Mais « le pire », c’est qu’elle s’empêche désormais d’utiliser son compte comme elle le voudrait. “Quand je suis en arrêt maladie par exemple, je ne vais rien poster, même si ce n’est qu’un partage de meme ou une photo de mon chat, j’ai trop peur que les gens se disent ‘elle n’est pas vraiment malade, elle passe son temps sur les réseaux’”, avoue-t-elle.
Laisser une personne de son entourage professionnel avoir accès à une partie de sa vie en dehors du bureau laisse la porte ouverte à certains risques.
“Les personnes se restreignent par peur d’être surveillées. Laisser une personne de son entourage professionnel avoir accès à une partie de sa vie en dehors du bureau laisse la porte ouverte à certains risques. Certains peuvent répéter et déformer nos intimités”, réagit Mélissa Pangny.
Un ressenti qui se traduit dans les chiffres. Selon une étude américaine, relayée par Forbes, plus de la moitié des travailleurs interrogés (51%) craignent que leurs profils sur les réseaux sociaux ne soient utilisés contre eux, au travail.
De « l’obligation » de répondre aux messages, même en dehors des horaires de travail
Et quand ce n’est pas s’interdire de poster, c’est se sentir obligé.e de répondre à des messages, même en dehors des horaires de travail. Notamment quand ils proviennent d’un.e des supérieur.es.
“Ma patronne vient de découvrir les reels de décoration sur Instagram. Elle m’envoie souvent des inspirations pour le pliage des serviettes de bain par exemple”, soupire Mélina, qui ajoute que sa supérieure a même créé un groupe de discussion sur le réseau social, entre elle et ses employées.
“Je pense qu’elle croit que c’est ok de nous écrire, même quand on est en repos, limite qu’on est toutes des copines. Et je me dis que si je ne réponds pas, je vais être mal vue. Parfois, je culpabilise même un peu de ne pas avoir vu la notification avant”, poursuit-elle.
Une nouvelle charge mentale que la psychologue du travail critique fortement. “À partir de là, une ligne est franchie et il ne faut pas hésiter à poser des limites. Et si l’on n’ose pas le dire ouvertement, on se fait un compte professionnel dont on se déconnecte sur les jours de congé”, recommande-t-elle.
Comment dire à un collègue qu’on ne veut pas l’accepter sur un réseau social ?
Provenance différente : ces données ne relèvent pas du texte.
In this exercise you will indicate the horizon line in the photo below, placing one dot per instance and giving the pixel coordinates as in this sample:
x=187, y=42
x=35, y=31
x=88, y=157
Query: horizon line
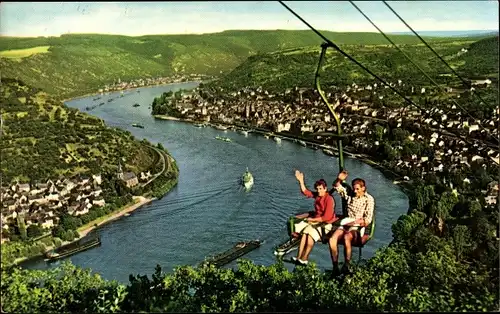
x=259, y=30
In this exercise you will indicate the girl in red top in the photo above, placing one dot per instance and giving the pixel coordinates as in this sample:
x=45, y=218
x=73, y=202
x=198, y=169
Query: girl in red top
x=324, y=205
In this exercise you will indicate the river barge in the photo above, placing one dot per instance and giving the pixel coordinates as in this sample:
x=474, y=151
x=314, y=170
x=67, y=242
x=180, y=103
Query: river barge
x=238, y=250
x=72, y=248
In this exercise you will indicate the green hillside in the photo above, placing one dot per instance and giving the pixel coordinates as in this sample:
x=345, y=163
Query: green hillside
x=42, y=139
x=296, y=67
x=482, y=58
x=77, y=64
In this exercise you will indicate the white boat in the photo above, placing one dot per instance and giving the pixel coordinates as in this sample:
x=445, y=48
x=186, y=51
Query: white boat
x=221, y=127
x=247, y=179
x=328, y=152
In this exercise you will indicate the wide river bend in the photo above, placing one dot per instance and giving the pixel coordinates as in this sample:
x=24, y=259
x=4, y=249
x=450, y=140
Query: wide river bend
x=207, y=212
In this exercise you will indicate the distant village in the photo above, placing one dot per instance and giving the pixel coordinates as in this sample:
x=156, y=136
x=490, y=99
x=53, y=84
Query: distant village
x=300, y=111
x=43, y=203
x=119, y=85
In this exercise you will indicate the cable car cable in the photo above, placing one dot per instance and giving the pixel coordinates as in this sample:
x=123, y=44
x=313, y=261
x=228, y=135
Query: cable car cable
x=333, y=45
x=411, y=61
x=467, y=84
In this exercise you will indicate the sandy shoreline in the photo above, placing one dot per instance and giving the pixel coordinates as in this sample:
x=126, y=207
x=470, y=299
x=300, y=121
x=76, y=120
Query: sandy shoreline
x=142, y=201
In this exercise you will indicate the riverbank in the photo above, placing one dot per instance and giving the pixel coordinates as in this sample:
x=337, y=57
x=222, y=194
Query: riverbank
x=123, y=90
x=83, y=231
x=405, y=185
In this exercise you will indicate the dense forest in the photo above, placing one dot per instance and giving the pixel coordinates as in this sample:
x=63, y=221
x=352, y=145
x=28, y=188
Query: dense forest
x=76, y=64
x=445, y=251
x=296, y=67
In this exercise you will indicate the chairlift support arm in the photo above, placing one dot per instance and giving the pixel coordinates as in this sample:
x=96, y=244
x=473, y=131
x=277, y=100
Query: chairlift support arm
x=324, y=47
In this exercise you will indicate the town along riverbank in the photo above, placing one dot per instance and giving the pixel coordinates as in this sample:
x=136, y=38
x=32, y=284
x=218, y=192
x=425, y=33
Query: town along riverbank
x=206, y=213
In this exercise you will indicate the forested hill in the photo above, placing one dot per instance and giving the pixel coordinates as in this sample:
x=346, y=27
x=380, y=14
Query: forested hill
x=43, y=139
x=296, y=67
x=77, y=64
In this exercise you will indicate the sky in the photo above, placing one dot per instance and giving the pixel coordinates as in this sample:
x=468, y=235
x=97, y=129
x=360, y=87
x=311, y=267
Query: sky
x=27, y=19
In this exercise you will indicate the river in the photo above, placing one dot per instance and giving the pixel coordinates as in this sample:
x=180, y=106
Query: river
x=207, y=213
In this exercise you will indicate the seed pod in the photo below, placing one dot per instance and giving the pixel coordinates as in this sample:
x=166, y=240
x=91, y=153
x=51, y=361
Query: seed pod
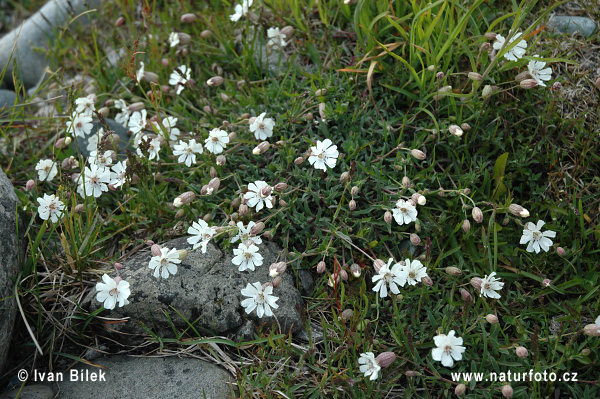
x=385, y=359
x=477, y=215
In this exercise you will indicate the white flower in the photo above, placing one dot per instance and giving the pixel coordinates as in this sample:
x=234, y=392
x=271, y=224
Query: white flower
x=140, y=72
x=259, y=195
x=104, y=160
x=516, y=52
x=246, y=257
x=50, y=208
x=323, y=155
x=137, y=121
x=413, y=272
x=244, y=234
x=79, y=125
x=262, y=127
x=173, y=39
x=112, y=291
x=260, y=299
x=276, y=38
x=119, y=175
x=179, y=77
x=123, y=116
x=46, y=169
x=533, y=235
x=449, y=348
x=217, y=141
x=201, y=234
x=241, y=10
x=95, y=180
x=368, y=365
x=166, y=263
x=387, y=276
x=491, y=284
x=538, y=72
x=85, y=105
x=153, y=148
x=405, y=212
x=187, y=151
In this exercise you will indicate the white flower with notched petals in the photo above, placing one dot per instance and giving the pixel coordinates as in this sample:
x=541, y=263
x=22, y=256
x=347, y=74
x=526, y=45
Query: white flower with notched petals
x=323, y=155
x=79, y=125
x=516, y=52
x=449, y=348
x=179, y=78
x=95, y=181
x=111, y=292
x=217, y=141
x=259, y=195
x=137, y=121
x=47, y=169
x=241, y=10
x=262, y=127
x=538, y=72
x=187, y=151
x=491, y=284
x=246, y=257
x=244, y=235
x=368, y=365
x=166, y=263
x=388, y=277
x=201, y=234
x=413, y=272
x=259, y=298
x=535, y=238
x=405, y=212
x=50, y=208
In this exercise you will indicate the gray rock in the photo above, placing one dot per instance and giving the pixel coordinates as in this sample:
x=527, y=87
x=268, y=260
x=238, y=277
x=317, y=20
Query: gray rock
x=147, y=377
x=123, y=142
x=35, y=391
x=205, y=292
x=8, y=262
x=572, y=24
x=23, y=44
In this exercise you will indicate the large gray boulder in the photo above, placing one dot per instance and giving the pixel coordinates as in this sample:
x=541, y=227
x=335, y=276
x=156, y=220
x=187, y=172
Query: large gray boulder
x=9, y=249
x=25, y=44
x=205, y=292
x=149, y=377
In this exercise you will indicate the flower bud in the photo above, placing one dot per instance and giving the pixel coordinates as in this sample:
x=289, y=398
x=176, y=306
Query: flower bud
x=415, y=239
x=521, y=352
x=477, y=215
x=453, y=271
x=347, y=314
x=466, y=296
x=378, y=264
x=518, y=210
x=321, y=267
x=507, y=391
x=455, y=130
x=475, y=76
x=418, y=154
x=261, y=148
x=188, y=18
x=466, y=226
x=156, y=250
x=215, y=81
x=476, y=283
x=385, y=359
x=528, y=84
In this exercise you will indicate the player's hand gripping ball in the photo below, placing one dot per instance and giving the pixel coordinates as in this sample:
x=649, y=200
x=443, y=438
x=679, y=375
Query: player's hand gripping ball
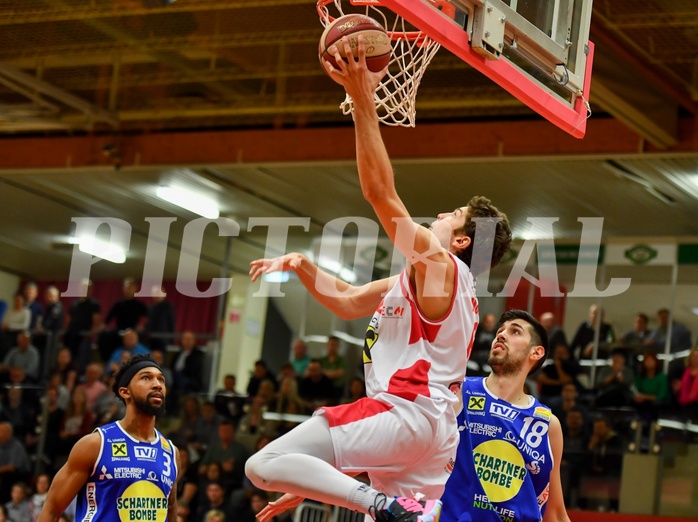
x=376, y=39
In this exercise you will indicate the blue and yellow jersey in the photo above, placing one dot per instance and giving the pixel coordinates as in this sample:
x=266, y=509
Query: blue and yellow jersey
x=131, y=480
x=504, y=460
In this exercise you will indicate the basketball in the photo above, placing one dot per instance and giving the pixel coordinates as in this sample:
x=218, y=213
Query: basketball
x=376, y=40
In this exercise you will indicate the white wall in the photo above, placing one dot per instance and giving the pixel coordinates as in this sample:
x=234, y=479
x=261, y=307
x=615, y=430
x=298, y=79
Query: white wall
x=645, y=298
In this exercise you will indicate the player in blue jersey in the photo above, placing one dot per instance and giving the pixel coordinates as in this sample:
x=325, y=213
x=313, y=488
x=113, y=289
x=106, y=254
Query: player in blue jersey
x=507, y=466
x=125, y=470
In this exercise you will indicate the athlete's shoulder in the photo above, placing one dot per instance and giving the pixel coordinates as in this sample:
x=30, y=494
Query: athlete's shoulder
x=541, y=411
x=474, y=384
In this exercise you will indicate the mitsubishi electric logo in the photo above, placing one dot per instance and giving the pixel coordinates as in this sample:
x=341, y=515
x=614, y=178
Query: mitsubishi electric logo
x=143, y=453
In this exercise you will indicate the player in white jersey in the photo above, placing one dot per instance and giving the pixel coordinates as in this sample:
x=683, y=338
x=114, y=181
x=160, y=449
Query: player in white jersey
x=404, y=433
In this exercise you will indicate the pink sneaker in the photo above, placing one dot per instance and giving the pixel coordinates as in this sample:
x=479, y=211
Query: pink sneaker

Mais d’après la spécialiste, la meilleure des choses à faire reste de dessiner des frontières, dès la réception des premières invitations non-appréciées. Et également de ne pas hésiter à recadrer poliment, quand un.e collègue trop insistant.e nous demande pourquoi nous n’avons toujours pas donné suite à son invitation.
“Finalement, ce qui est gênant, ce sont ces relances et ces demandes incessantes. Il faut surtout que la personne à l’origine de ces dernières se pose la question. Pourquoi demander en ami quelqu’un avec nous ne sommes pas vraiment en lien dans la vraie vie ?”, illustre-t-elle.
Alors, n’hésitez pas à user de paroles telles que : « mes comptes sur les réseaux sociaux sont destinés à mes amis et à ma famille, et j’aime les séparer de ma vie professionnelle, à l’exception de ceux avec qui je suis ami en dehors du travail. Je suis sûr que vous comprenez », comme le recommande Stylist UK.
Ou bien, à opter pour une solution plus radicale, comme l’a fait Lili. « J’ai supprimé toutes les personnes que je n’avais plus envie de voir me suivre et j’ai changé ma photo de profil et mon username. La plupart n’a pas remarqué ou s’en fiche et aux quelques questions que j’ai eues, j’ai répondu que j’ai quitté les réseaux sociaux pour préserver ma santé mentale. Depuis, j’ai la paix », confie-t-elle.